A política de erradicação do trabalho escravo no Brasil é destaque internacional por oferecer mecanismos institucionais e arcabouços legais e normativos que possibilitam a cessação da violação de direitos, a responsabilização dos envolvidos nas esferas administrativa, trabalhista e criminal, e a tentativa de reparação dos danos sofridos.


A história da Sra. Sônia evidencia quão profundas permanecem as raízes de uma história escravocrata, herança maldita ainda presente na sociedade brasileira, esmagando sem trégua a vida de mulheres negras. A Sra. Sônia tem sido vítima do racismo estrutural e institucional, do capacitismo, da violência de gênero, sendo-lhe negados direitos fundamentais.
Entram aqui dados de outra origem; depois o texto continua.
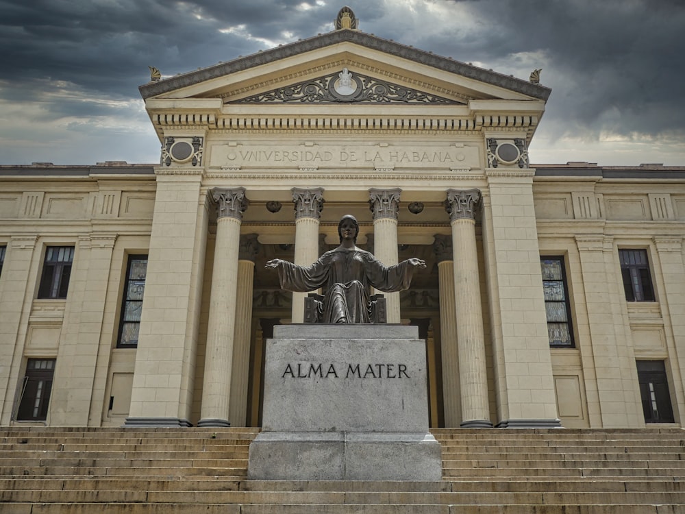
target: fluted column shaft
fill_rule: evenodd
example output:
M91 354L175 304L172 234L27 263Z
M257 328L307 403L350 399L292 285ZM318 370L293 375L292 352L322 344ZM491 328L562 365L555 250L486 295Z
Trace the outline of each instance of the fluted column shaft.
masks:
M217 205L216 243L212 275L202 385L202 408L198 426L229 426L229 401L236 330L236 293L240 223L247 208L243 188L211 191Z
M236 294L236 330L233 345L233 369L228 419L233 426L245 426L247 412L247 386L250 364L250 338L252 335L252 291L255 258L261 245L257 234L240 238L238 260L238 288Z
M399 262L397 215L401 189L369 190L369 203L373 213L374 256L386 266ZM399 293L384 293L388 323L399 323Z
M462 421L459 384L459 352L454 294L452 239L436 235L433 251L438 261L440 287L440 347L443 361L443 404L445 427L458 427Z
M475 209L480 191L447 192L445 208L452 226L454 249L454 290L458 295L456 313L459 380L463 427L490 427L488 376L483 333L483 312L475 241Z
M319 258L319 225L323 209L323 189L294 187L295 205L295 264L309 266ZM308 293L292 293L292 323L304 321L304 298Z

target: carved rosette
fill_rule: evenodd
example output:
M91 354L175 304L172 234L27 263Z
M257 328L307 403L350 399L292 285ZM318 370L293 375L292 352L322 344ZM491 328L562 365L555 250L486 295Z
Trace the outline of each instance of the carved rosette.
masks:
M451 236L444 236L436 234L433 242L433 253L435 254L438 263L445 260L453 260L454 254L452 252Z
M399 212L399 195L402 190L394 189L369 190L369 208L373 213L373 219L392 218L397 219Z
M216 204L216 217L237 218L242 221L249 201L245 197L245 188L236 187L232 189L215 187L210 191L212 199Z
M164 138L162 147L162 164L164 166L171 166L172 164L201 165L203 141L203 138L197 136Z
M239 260L255 262L262 249L262 245L257 241L257 236L256 234L248 234L240 236L240 245L238 249Z
M449 189L447 199L445 201L445 210L452 221L462 219L475 219L475 210L480 199L480 189Z
M313 189L292 188L292 201L295 204L295 219L314 218L321 219L323 210L323 188Z
M528 149L523 139L497 140L488 138L486 141L488 167L497 168L499 164L519 168L529 167Z

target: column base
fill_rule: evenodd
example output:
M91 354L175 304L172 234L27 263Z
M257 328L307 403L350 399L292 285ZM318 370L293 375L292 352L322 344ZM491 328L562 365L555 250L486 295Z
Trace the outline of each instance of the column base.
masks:
M462 428L492 428L493 424L487 419L470 419L462 421L459 426Z
M206 419L200 419L197 422L198 428L204 428L208 426L216 426L216 427L229 427L231 426L230 421L227 419L219 419L218 418L208 418Z
M560 419L503 419L497 428L563 428Z
M187 428L192 426L188 419L179 417L127 417L124 428L139 428L142 427L158 427L169 428L181 427Z

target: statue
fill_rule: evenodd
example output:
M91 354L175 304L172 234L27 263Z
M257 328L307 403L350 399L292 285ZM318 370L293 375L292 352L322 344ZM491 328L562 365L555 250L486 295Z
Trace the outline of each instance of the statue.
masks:
M266 267L278 271L281 287L297 292L323 288L322 323L371 323L371 286L391 293L409 289L416 269L426 267L413 258L386 267L371 254L358 248L359 223L343 216L338 223L340 245L327 252L310 266L297 266L273 259Z

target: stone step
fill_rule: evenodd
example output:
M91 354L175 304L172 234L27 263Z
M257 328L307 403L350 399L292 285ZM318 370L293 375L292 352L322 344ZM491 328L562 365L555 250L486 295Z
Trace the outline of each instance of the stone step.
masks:
M0 461L1 463L1 461ZM0 465L0 476L221 476L244 478L247 476L247 465L240 467L17 467Z
M451 452L443 450L443 461L507 460L512 457L517 461L682 461L684 454L675 452Z
M0 491L251 491L358 492L685 492L685 480L608 477L601 480L463 480L441 482L260 481L223 477L175 479L17 476L0 478Z
M601 444L590 446L571 446L571 445L544 445L538 446L532 446L527 445L517 445L515 446L503 445L471 445L465 446L462 445L447 445L441 444L444 452L453 453L488 453L488 452L532 452L532 453L575 453L582 452L583 453L591 454L593 452L602 453L623 453L625 452L636 452L643 453L649 453L651 452L661 452L668 453L680 453L685 454L685 446L680 445L610 445Z
M9 504L3 514L682 514L682 506L317 504Z
M249 491L0 491L0 502L25 503L355 504L473 505L685 504L685 493L656 492L359 492Z
M573 469L576 467L599 467L599 468L624 468L631 469L640 467L669 467L682 469L685 471L685 461L647 461L636 459L606 460L598 461L588 458L586 460L564 461L555 460L527 460L521 459L473 459L443 461L443 467L445 468L467 468L472 467L495 467L510 469L516 467L528 467L532 469L562 468Z
M533 477L539 478L540 477L554 476L559 479L566 479L571 477L649 477L659 476L672 480L682 480L685 478L685 469L676 469L673 468L656 468L656 467L641 467L641 468L627 468L627 467L612 467L612 468L597 468L597 467L577 467L577 468L555 468L555 467L510 467L510 468L443 468L443 477L447 480L456 480L462 478L501 478L503 477L514 476L516 478L525 478Z
M162 458L164 455L158 454L160 458L6 458L0 461L2 468L5 467L52 467L55 466L69 466L73 467L241 467L247 468L247 458Z
M164 457L169 459L178 459L186 461L195 459L240 459L247 458L247 447L245 450L236 450L235 447L227 446L225 450L217 451L213 448L208 450L113 450L104 448L103 450L5 450L0 448L0 457L5 459L31 459L31 458L94 458L94 459L159 459Z

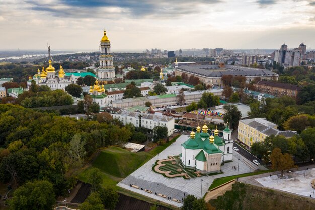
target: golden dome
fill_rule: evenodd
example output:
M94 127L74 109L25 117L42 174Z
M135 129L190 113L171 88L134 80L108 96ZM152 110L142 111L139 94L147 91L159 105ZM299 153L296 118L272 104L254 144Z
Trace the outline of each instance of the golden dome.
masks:
M209 141L210 143L213 144L214 142L214 137L213 137L213 135L210 136L209 138Z
M195 138L195 132L194 132L194 131L193 130L190 133L190 138L192 138L192 139Z
M45 74L45 71L44 70L42 71L42 74L40 74L41 78L45 78L46 77L46 74Z
M46 71L50 71L50 72L54 72L55 71L55 68L52 67L52 66L51 65L51 60L49 60L48 62L49 63L49 66L48 67L47 67L47 68L46 68Z
M217 125L216 125L216 126L215 127L215 130L214 130L214 131L213 131L213 133L214 133L214 135L217 136L219 135L219 131L218 130Z
M107 37L107 36L106 36L106 31L105 31L105 29L104 30L104 36L102 38L102 39L101 39L101 41L103 42L110 42L109 39L108 39L108 37Z
M203 133L207 133L208 132L208 127L206 125L205 123L203 126L202 126L202 132Z

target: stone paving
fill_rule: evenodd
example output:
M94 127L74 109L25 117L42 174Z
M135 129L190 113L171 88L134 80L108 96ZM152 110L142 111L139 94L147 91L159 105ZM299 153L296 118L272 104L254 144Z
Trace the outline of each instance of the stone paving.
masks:
M304 174L305 173L305 174ZM305 174L305 177L304 177ZM311 185L315 179L315 168L286 173L286 179L278 179L277 175L255 179L262 185L273 189L315 198Z
M238 174L237 169L236 170L233 169L233 166L238 167L239 164L239 174L248 173L258 169L258 167L252 163L248 161L246 161L246 163L244 162L243 159L245 158L233 151L233 162L226 163L221 166L221 170L224 173L221 174L189 179L184 179L182 177L169 179L152 170L152 167L156 160L167 159L169 156L178 155L181 153L182 150L181 145L187 140L188 137L187 135L182 135L175 142L117 184L117 186L156 200L180 207L182 203L169 200L167 197L171 197L171 200L175 198L181 201L187 194L192 194L197 197L203 197L215 179ZM201 181L202 179L203 181ZM131 187L130 184L139 186L140 189ZM141 188L143 188L143 190L141 190ZM153 192L152 194L148 193L145 192L144 189L151 190ZM166 195L167 199L155 195L155 193Z

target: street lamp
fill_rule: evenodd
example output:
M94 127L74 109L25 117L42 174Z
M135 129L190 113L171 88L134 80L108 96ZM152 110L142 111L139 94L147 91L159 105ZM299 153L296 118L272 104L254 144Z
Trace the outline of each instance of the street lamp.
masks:
M200 197L202 197L202 181L203 179L201 179L201 188L200 189Z
M240 158L239 158L239 163L238 163L238 174L239 173L239 168L240 167Z

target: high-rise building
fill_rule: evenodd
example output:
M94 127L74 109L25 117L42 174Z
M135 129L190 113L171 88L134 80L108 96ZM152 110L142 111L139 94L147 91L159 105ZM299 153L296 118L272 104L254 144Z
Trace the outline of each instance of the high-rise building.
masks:
M287 45L286 44L285 44L285 43L284 43L280 47L280 50L288 50L288 46L287 46Z
M183 56L183 51L182 51L182 49L180 49L178 50L178 56L182 57Z
M298 50L301 52L301 59L305 60L306 59L306 45L302 42L298 47Z
M175 57L175 54L174 51L169 51L168 52L168 57Z
M104 30L104 36L101 40L101 55L100 67L97 69L100 81L111 80L115 79L115 68L113 65L113 56L111 54L111 42Z

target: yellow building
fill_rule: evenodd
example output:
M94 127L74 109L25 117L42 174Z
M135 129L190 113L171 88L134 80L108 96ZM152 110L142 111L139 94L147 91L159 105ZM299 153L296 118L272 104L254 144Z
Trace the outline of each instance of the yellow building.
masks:
M7 96L6 89L3 87L0 87L0 99Z
M291 138L297 135L295 131L280 131L278 126L264 118L244 119L239 121L238 139L249 149L254 142L261 142L272 135L283 135Z

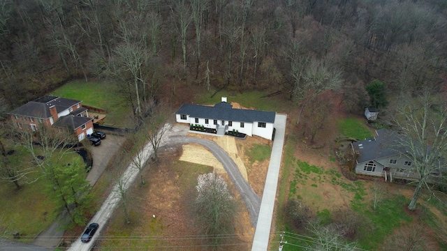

Seu retorno e permanência na família investigada representam a manutenção simbólica deste conjunto de desigualdades que marcam o país.


“Estas são graves violações à política nacional de erradicação do trabalho escravo, originadas em atos e omissões do próprio Estado brasileiro”.


Não por acaso, a categoria do trabalho doméstico é a atividade trabalhista com o maior número de empregadores na Lista Suja do trabalho escravo divulgada no último dia 5 de abril: dos 248 empregadores adicionados à lista, 43 eram ligados a trabalho doméstico. PNAD 2023 contabilizou 6,1 milhões de pessoas em trabalho doméstico no Brasil. Deste total, 91% são mulheres; duas em cada três são negras; apenas uma em cada três tem carteira assinada.


Também afrodescendentes, temos 4 em cada 5 das pessoas resgatadas de trabalho em condição análoga à de escravo no decorrer dos últimos 30 anos, cujo total já passa de 63 mil pessoas.


Sonia é uma delas. Vidas negras importam. Todas as vidas nos importam. Sonia, presente! Humberto, presente!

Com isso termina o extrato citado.